I have written elsewhere of a recent trip I did.

There was one section of highway that had me laughing to myself and a little out loud at times.

Kulin is a small farming community about 3 hours drive from Perth, the district population is under 400 and the district is about 1850 sq miles.

Yes even our farming areas are very sparsely populated.

The community has a "Bush Racing Meeting" for stock horses and the like to race over a dirt track. It is aimed at being a family fun day and has camping out under the stars and evening entertainment.

Along the highway into the town and out again toward the locality where the races are held, farmers and the community have built "Tin horses', generally crafted from used oil drums, paint tins and other scrap. Some are hilarious and from town for about 10 miles to the race site many ar within 50 metres of the other.

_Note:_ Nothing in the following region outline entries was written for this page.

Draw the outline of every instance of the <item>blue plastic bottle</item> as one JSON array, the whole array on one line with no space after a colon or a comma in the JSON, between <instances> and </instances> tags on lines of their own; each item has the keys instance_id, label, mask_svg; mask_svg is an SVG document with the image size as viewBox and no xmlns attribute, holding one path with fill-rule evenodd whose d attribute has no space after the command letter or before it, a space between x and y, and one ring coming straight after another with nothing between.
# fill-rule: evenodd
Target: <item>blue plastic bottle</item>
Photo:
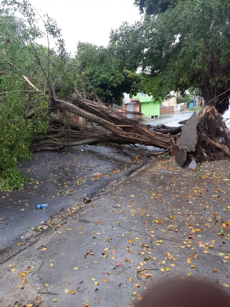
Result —
<instances>
[{"instance_id":1,"label":"blue plastic bottle","mask_svg":"<svg viewBox=\"0 0 230 307\"><path fill-rule=\"evenodd\" d=\"M38 205L36 206L36 209L41 208L47 208L48 205L47 204L44 204L43 205Z\"/></svg>"}]
</instances>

Here are some but some need explanation because of "local jokes/ personalities". Some do not need explanation.

















A horse enjoying a beer.

















This horse is playing a guitar so is a "Rocking Horse"









Police here can stop you and conduct a Random Breath Test, not quite as per the sign. The number plate on the car reads "COPS" and the car is a type, colour and model used at one time by the Police. The other horse that is not so clear has a guitar slung over his shoulder and bears the sign "Eskimo Joe" a performer that provided entertainment at the races.









Made from the wear points from a seed drill and in a dry creek bed. Very clever.









Dad, mum and baby.









Love the posture achieved on the horse, just looks like some cyclists do.









Marc Philliposis is an Australian tennis player.







]

















A sample of 80 or so, others include hockey players, golf players, doctor horse asking "are you a little hoarse"; one in a chariot, titled "Ben Horse, A Charlton Horston epic"; one sitting on a chair reading a "Playhouse" magazine.


----------



## Tx Jim (Jun 30, 2014)

Very Interesting metal figurines. Thanks for posting photo's,Jim


----------



## paoutdoorsman (Apr 23, 2016)

Thanks for sharing those. They are very creative and quite interesting.


----------



## Thumbtack (Jun 18, 2012)

Reminds me of Darwin not a lot to do. Love the photos


----------



## Tim/South (Dec 12, 2011)

Makes a person really appreciate the laid back and humorous mindset of our Aussie friends.


----------